Has anyone used the Big clear christmas light bulbs to light buildings ? I was thinking about useing them in my biger back ground buildings to give some life to them.


----------



## T-Man (May 16, 2008)

They may give off too much heat. Unless they are LED and should work fine.


----------



## KAL5 (Sep 4, 2011)

T-Man said:


> They may give off too much heat. Unless they are LED and should work fine.


Thats what I was thinking about with the heat. I was looking at LED but thay dont seem to be bright enought


----------



## T-Man (May 16, 2008)

Search out the LED ribbon or strips. They are bright enough.


----------



## Big Ed (Jun 16, 2009)

Some of the large bulb Christmas lights are OK.

Also those lights that come with the Hawthorne Villages are OK.
Not too much heat, but LED's would be the way to go as they last longer.


----------



## KAL5 (Sep 4, 2011)

T-Man said:


> Search out the LED ribbon or strips. They are bright enough.


Thanks I did look them up on ebay and found some from china I think i will give them a try


----------



## gunrunnerjohn (Nov 10, 2010)

Try here: http://www.amazon.com/LEDwholesalers-Flexible-LED-Ribbon-2026ww-31k/dp/B002QQ48TK/ref=pd_cp_hi_2

Of if you don't need warm white, here: http://www.amazon.com/LEDwholesalers-Flexible-LED-Ribbon-2026ww-31k/dp/B002QQ48TK/ref=pd_cp_hi_2


----------



## Reckers (Oct 11, 2009)

Kal5, I simply took strings of the small, cylindrical-bulb lights and ran them from house to house. They put out more than enough light: IMHO, the ones you're referring to would look like floodlights in the living-room windows.


----------



## old464 (Oct 12, 2011)

Im going the LED strip lights that John suggested. good luck


----------



## Hoot24 (Sep 5, 2012)

KAL5 said:


> Has anyone used the Big clear christmas light bulbs to light buildings ? I was thinking about useing them in my biger back ground buildings to give some life to them.

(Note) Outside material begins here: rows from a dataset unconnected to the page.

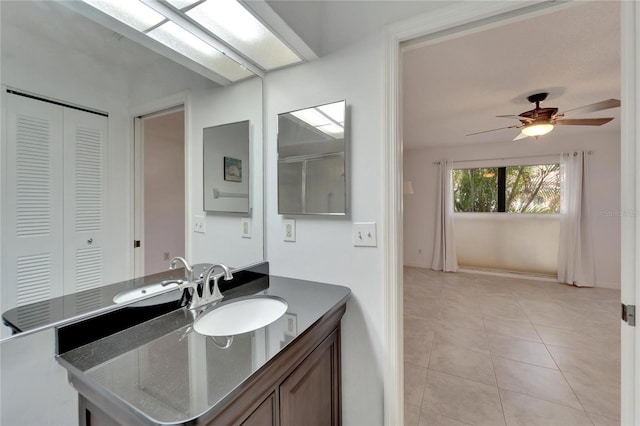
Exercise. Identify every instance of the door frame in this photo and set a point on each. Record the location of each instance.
(136, 225)
(468, 16)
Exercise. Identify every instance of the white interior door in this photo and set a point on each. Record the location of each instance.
(32, 235)
(85, 145)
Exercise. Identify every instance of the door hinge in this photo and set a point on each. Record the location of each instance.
(629, 314)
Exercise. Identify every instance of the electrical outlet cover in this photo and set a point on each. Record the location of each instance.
(245, 227)
(289, 229)
(364, 234)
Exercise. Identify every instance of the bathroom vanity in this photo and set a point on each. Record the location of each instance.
(163, 372)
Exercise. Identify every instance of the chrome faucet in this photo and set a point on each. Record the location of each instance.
(211, 295)
(188, 269)
(201, 292)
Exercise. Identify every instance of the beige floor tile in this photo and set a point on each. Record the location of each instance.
(467, 338)
(461, 399)
(520, 350)
(427, 308)
(603, 421)
(598, 395)
(417, 350)
(432, 419)
(460, 317)
(510, 328)
(449, 358)
(570, 378)
(522, 410)
(418, 327)
(577, 361)
(411, 414)
(596, 340)
(415, 378)
(539, 382)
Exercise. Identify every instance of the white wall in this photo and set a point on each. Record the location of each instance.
(419, 208)
(323, 250)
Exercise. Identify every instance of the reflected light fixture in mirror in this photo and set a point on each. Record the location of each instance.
(329, 119)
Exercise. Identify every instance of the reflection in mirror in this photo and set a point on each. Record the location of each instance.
(226, 168)
(312, 161)
(50, 51)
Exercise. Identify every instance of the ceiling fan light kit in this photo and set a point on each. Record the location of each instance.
(537, 129)
(540, 121)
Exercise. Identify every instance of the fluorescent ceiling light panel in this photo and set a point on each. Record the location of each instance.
(236, 26)
(132, 13)
(326, 118)
(187, 44)
(333, 130)
(181, 4)
(334, 111)
(312, 116)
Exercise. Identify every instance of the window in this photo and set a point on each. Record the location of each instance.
(512, 189)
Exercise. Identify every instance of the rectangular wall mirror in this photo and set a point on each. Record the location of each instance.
(226, 168)
(313, 161)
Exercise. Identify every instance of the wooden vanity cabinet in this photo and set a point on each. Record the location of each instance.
(306, 391)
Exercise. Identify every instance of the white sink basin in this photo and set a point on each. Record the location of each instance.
(147, 291)
(241, 316)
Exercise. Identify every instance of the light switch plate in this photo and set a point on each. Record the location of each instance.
(364, 234)
(199, 224)
(289, 229)
(245, 227)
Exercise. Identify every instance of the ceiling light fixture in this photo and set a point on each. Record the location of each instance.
(220, 35)
(537, 129)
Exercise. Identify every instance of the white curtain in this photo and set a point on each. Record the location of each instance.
(444, 250)
(575, 251)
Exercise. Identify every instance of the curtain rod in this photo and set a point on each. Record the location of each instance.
(512, 158)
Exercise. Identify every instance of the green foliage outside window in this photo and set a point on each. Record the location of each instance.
(515, 189)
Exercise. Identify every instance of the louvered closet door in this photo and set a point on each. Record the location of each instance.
(85, 137)
(32, 255)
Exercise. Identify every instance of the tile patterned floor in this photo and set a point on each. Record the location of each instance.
(483, 350)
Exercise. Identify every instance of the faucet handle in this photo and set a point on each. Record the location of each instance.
(215, 294)
(187, 268)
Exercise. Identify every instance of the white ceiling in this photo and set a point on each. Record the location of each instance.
(329, 25)
(456, 87)
(55, 22)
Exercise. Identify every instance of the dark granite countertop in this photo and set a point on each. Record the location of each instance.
(163, 372)
(62, 310)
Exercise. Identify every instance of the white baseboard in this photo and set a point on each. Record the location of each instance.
(509, 274)
(521, 275)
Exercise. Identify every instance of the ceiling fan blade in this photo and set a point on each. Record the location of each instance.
(584, 121)
(520, 136)
(493, 130)
(598, 106)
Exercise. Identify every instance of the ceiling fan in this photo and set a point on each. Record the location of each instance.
(540, 121)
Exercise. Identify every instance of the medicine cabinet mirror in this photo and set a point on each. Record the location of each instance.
(313, 175)
(226, 168)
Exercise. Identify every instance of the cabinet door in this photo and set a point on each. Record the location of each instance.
(32, 262)
(265, 414)
(310, 396)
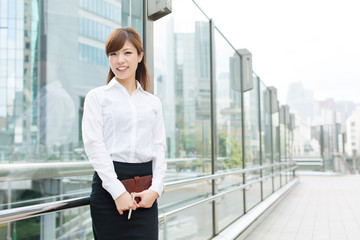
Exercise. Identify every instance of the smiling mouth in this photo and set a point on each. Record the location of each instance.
(122, 68)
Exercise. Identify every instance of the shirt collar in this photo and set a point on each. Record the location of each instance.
(113, 82)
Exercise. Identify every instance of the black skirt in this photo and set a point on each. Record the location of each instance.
(106, 220)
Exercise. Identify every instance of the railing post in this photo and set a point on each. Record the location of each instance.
(213, 123)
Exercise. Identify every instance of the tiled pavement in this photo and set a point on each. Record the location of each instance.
(319, 207)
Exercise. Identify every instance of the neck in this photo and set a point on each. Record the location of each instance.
(129, 85)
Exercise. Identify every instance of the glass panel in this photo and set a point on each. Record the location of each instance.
(228, 124)
(230, 207)
(68, 224)
(252, 140)
(182, 81)
(266, 151)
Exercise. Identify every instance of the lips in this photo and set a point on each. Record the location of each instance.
(122, 68)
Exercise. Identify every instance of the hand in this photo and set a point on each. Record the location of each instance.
(124, 202)
(147, 197)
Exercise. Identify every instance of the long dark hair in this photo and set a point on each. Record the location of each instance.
(116, 41)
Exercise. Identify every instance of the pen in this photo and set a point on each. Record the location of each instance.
(133, 198)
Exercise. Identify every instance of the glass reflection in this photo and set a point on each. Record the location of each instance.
(182, 81)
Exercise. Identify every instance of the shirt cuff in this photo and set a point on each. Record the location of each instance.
(115, 189)
(157, 187)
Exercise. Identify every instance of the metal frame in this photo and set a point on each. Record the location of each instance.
(20, 213)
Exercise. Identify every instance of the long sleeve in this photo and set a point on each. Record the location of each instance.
(95, 148)
(159, 146)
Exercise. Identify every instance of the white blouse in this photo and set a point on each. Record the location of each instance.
(123, 128)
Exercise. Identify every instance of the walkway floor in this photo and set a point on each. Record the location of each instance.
(319, 207)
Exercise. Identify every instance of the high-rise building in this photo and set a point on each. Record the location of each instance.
(353, 133)
(51, 55)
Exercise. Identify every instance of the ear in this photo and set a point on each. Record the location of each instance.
(140, 57)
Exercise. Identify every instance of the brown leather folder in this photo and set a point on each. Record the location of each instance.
(137, 184)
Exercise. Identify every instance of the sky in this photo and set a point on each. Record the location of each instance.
(315, 42)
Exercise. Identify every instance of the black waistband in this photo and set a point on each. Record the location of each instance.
(130, 170)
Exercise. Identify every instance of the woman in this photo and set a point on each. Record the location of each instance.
(124, 137)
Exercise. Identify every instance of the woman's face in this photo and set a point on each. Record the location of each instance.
(124, 62)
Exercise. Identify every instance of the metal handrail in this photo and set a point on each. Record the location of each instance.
(21, 213)
(49, 170)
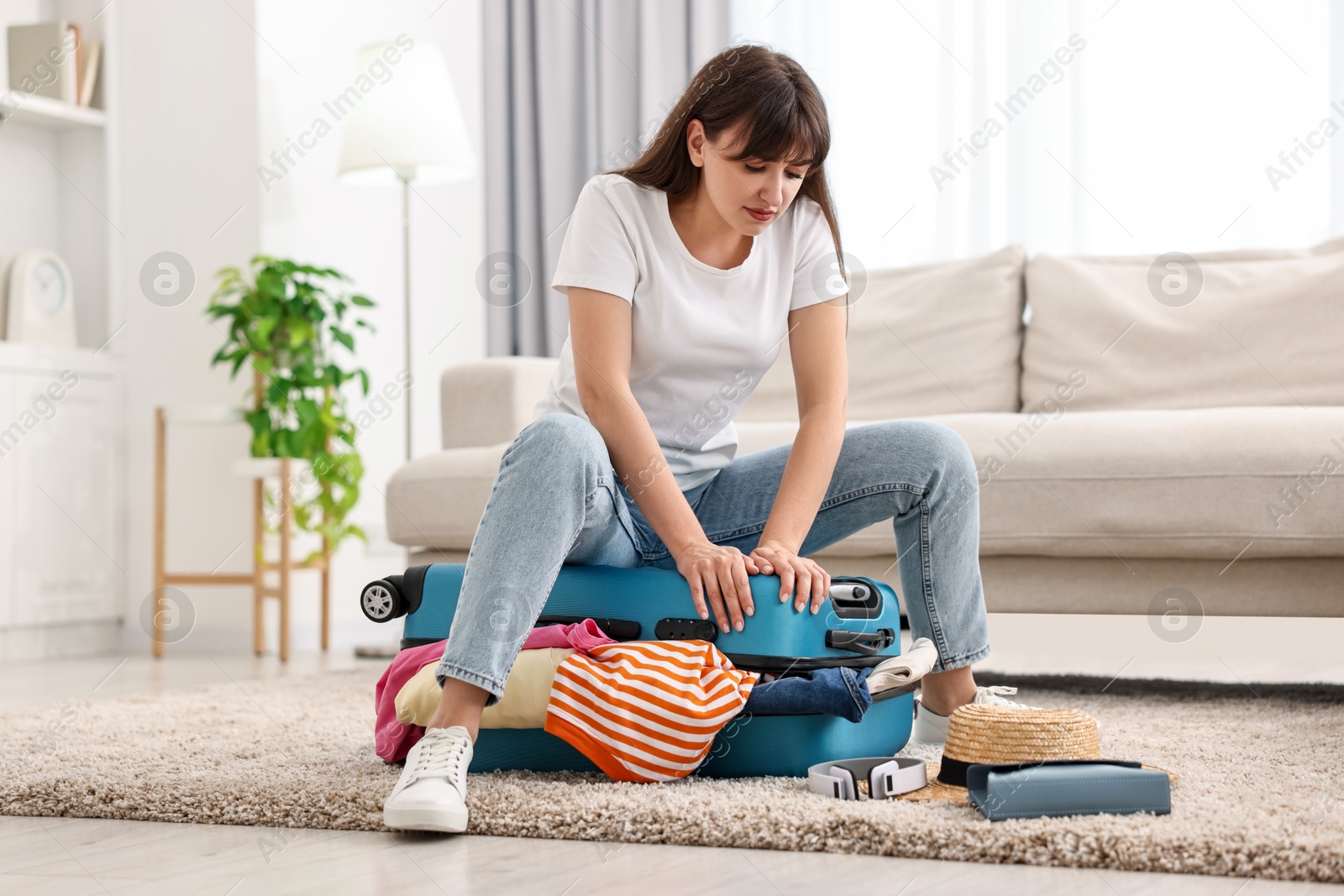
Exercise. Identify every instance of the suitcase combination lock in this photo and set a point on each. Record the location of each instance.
(672, 629)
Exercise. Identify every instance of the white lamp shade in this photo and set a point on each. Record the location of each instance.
(407, 123)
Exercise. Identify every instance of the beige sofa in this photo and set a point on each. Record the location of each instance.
(1139, 426)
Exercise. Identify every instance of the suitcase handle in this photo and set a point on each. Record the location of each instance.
(864, 642)
(615, 629)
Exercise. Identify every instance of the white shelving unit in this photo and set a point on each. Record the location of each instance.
(62, 503)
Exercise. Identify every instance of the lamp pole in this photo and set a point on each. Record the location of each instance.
(405, 174)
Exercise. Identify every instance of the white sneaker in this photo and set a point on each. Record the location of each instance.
(432, 792)
(931, 728)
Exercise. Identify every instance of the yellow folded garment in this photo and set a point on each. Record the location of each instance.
(528, 691)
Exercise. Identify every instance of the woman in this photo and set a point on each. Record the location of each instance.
(685, 273)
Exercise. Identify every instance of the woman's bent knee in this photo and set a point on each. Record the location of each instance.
(562, 437)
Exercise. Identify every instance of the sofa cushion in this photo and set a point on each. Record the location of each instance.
(1265, 327)
(933, 338)
(1211, 483)
(436, 501)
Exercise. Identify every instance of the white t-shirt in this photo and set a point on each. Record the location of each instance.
(702, 336)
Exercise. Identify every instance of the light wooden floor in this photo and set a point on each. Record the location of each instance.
(76, 856)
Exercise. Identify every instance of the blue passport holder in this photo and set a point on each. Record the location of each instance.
(1068, 788)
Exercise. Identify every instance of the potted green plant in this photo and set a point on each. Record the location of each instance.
(296, 325)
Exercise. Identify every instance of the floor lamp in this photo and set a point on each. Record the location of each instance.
(405, 127)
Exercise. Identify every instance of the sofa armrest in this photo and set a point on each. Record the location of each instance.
(491, 401)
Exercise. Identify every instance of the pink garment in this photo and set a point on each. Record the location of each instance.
(394, 739)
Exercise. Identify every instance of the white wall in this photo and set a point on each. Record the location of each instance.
(187, 140)
(208, 90)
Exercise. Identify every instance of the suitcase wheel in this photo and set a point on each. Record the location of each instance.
(382, 600)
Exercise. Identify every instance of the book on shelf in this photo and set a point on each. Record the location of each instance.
(51, 60)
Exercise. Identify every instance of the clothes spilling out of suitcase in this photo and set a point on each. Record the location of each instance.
(616, 678)
(613, 678)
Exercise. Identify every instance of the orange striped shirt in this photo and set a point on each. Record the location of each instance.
(647, 710)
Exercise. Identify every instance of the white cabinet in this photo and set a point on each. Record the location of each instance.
(62, 573)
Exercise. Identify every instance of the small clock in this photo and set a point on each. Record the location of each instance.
(42, 309)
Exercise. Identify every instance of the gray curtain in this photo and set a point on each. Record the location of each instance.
(571, 87)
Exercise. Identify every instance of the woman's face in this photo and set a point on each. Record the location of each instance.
(749, 194)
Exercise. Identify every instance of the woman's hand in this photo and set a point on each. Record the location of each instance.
(721, 573)
(774, 558)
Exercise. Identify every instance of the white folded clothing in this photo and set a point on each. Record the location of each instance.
(904, 669)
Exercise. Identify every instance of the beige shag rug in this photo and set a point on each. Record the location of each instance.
(1258, 792)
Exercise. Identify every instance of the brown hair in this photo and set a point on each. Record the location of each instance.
(785, 117)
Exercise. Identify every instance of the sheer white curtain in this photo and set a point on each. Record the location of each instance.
(1116, 127)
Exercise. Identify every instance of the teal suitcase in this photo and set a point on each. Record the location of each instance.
(858, 626)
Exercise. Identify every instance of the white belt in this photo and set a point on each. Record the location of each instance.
(887, 777)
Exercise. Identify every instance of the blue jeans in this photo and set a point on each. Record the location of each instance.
(835, 692)
(557, 500)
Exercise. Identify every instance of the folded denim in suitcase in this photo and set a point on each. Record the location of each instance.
(858, 626)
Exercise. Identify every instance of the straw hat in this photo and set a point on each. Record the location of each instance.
(990, 734)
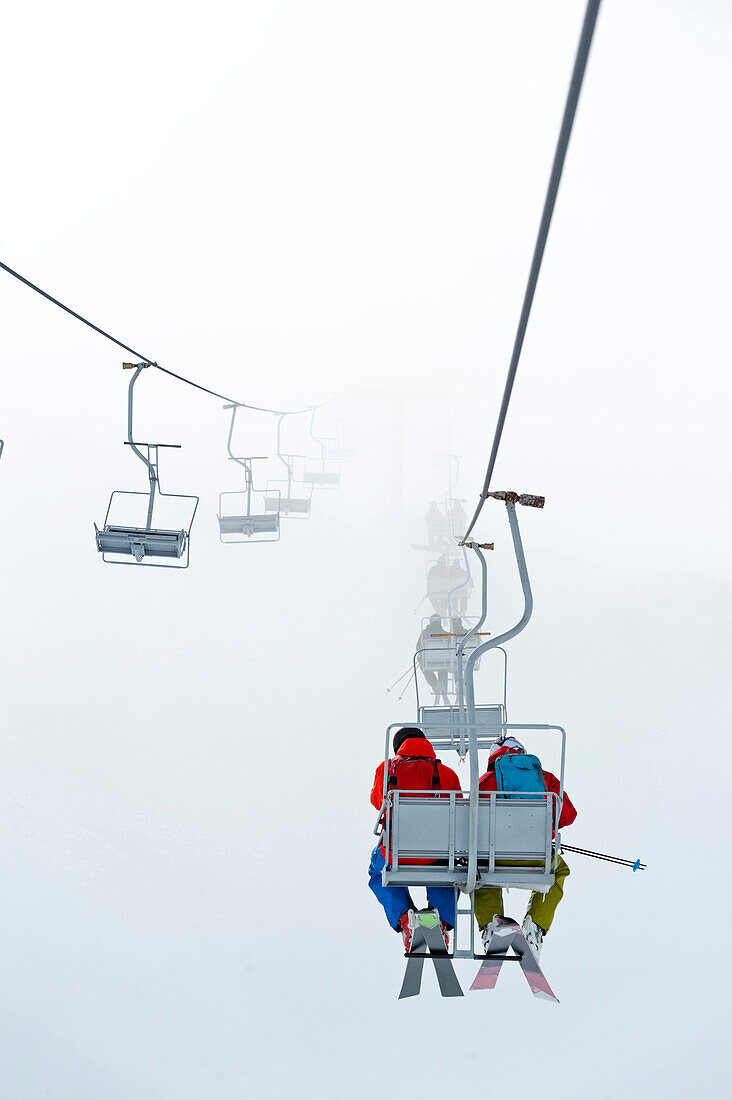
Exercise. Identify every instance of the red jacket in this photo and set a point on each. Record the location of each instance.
(414, 746)
(487, 782)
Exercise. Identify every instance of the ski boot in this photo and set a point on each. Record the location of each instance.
(534, 935)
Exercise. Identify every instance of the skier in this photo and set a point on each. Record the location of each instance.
(436, 680)
(489, 900)
(458, 517)
(413, 767)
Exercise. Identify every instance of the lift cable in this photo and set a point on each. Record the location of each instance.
(563, 142)
(151, 362)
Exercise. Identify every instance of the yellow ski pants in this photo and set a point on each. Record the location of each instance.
(542, 908)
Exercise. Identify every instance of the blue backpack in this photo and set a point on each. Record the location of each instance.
(520, 776)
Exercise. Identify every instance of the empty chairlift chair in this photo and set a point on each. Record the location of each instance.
(130, 535)
(320, 473)
(282, 495)
(248, 515)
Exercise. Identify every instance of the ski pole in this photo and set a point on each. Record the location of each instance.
(636, 865)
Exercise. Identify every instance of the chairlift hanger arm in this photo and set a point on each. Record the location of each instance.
(469, 682)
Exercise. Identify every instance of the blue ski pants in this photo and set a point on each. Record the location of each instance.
(396, 900)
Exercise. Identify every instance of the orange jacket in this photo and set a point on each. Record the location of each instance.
(414, 746)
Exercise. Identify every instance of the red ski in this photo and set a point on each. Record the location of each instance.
(490, 968)
(513, 937)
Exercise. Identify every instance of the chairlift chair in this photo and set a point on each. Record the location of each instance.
(143, 543)
(320, 473)
(472, 839)
(243, 515)
(280, 494)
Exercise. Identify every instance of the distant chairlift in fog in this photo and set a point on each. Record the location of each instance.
(248, 515)
(132, 539)
(281, 495)
(320, 473)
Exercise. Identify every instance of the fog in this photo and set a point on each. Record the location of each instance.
(303, 204)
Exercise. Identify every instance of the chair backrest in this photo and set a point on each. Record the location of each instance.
(437, 831)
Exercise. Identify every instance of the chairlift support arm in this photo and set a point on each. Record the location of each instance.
(511, 499)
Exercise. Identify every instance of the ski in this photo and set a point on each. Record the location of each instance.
(427, 935)
(446, 976)
(490, 968)
(532, 970)
(412, 982)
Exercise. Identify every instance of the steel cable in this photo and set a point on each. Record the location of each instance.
(555, 177)
(151, 362)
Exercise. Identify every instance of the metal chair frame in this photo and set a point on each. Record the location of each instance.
(142, 542)
(470, 837)
(248, 526)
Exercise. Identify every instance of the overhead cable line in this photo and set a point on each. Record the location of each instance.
(563, 142)
(150, 362)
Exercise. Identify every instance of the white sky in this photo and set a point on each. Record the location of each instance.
(286, 200)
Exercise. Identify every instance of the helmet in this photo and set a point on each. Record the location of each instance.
(505, 745)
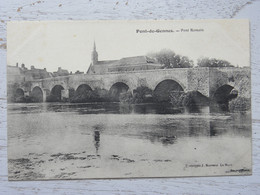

Back in the 60's, my grandfather used the medium sized Christmas light bulbs. I remember him having these bulbs in a white porclean socket with screws on each side of the socket base to hook up wires. However the wires were hooked up to the transformer, not into the wall. I do remember heat being an issue sometimes.... but that is what the Plasticville Fire Department was for :laugh:


----------



## old464 (Oct 12, 2011)

I think I am reconsidering the house lights myself and installing Prewired LED units I got from Nitronix. I am going to Cut and splice into their wiring for each bulb. . they have built in resistors. All I have to do is hook up the diodes to them. I think with the MTH bildings, I will use 2 per floor of the buildings. 

You should see how many lights they use. the 3 floor buildings use 2 per floor and the bottom+ the lighted sign in the window. they use alot of juice. They use a christmas like bulb with higher wattage. 

Some use a push and turn type bulb on houses and small structures and you might be able to get a replacement for these which would be nice. But all my CITY buildings have the christmas type rounded end bulb (small) but large filiment. no wattage listed on any bulb, so I have no idea what each building is pulling.


----------